In Europe, the crisis of confidence surrounding Credit Suisse, one of the biggest Swiss banks, also shook the markets in March 2023. Eventually taken over by UBS, the uncertainty generated by Credit Suisse boosted demand for gold. The ghosts of 2008 are still haunting trading floors. This general banking uncertainty has reinforced the need to find assets that are independent of the financial system.  

The growing geopolitical tensions since 2022 have finally fuelled structural changes in geopolitics and market behaviour. Gold traditionally benefits from wars because of its safe-haven and transnational nature. The risk of conflicts in Europe and the Middle East getting out of hand, and the growing bipolarisation of the world, have fuelled monetary and particular demand for precious metals.  

7. The depreciation of the euro and the diversification effect 

Despite a relatively strong dollar in 2022, it has shown signs of weakness as the Fed nears the end of its rate hike cycle. A weaker dollar makes gold cheaper for foreign investors, stimulating global demand. In addition, investors' desire to diversify their portfolios to protect themselves against fluctuations in the dollar helped to support the price of gold. 
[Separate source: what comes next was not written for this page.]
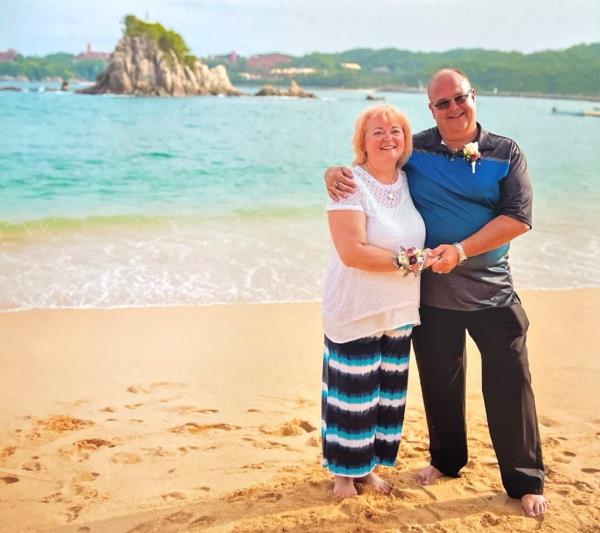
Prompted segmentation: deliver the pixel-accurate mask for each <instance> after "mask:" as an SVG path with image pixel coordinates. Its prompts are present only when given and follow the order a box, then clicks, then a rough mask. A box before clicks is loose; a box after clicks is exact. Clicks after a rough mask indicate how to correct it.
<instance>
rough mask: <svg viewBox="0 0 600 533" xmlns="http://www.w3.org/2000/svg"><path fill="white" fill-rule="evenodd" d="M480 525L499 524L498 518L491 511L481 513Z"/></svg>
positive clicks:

Rising tensions between the United States and powers such as China over economic and geopolitical issues are also heightening interest in gold as a neutral asset. In a context where dollar-denominated assets are perceived as risky, gold appears to be an effective means of diversification and protection against currency risks. Nevertheless, the election of Donald Trump in the United States has strengthened the dollar's position and led to a fall in the gold price expressed in dollars. 

Symmetrically, the price of gold expressed in euros is more robust because the euro, which is more unstable than the dollar, depreciates more easily. The growing indebtedness of countries and record deficit levels in Europe and the United States are also helping to strengthen gold. The fiscal and budgetary instability resulting from these deficits is undermining confidence in the state.  

What should we bear in mind? 

Several economic, financial and geopolitical factors explain the surge in gold prices. Since the end of the gold standard in 1971, gold has appreciated significantly, particularly in times of crisis, inflation or falling interest rates. Recently, demand for physical gold has increased, driven by private investors seeking to hedge against economic risks and central banks seeking to reduce their dependence on the dollar. Gold production reached a record high in 2024, but high extraction costs are keeping pressure on supply, supporting prices. 

The Fed's monetary policy, marked by rate rises to combat inflation, has not dampened gold's appeal. Real interest rates remain low, and gold remains a safe haven in the event of a recession. In addition, banking crises such as that of Silicon Valley Bank and geopolitical tensions in Europe and the Middle East are fuelling uncertainty, encouraging investors to turn to gold. 

Lastly, the depreciation of certain currencies such as the euro, and to a lesser extent the dollar, makes gold even more attractive to international investors. In particular, the growing tensions between the world's major powers are reinforcing gold's role as a safe haven and diversification tool. 

All in all, the current record highs in real terms show that this precious metal occupies an unprecedented position in the global financial system, making it a key asset in wealth management strategies.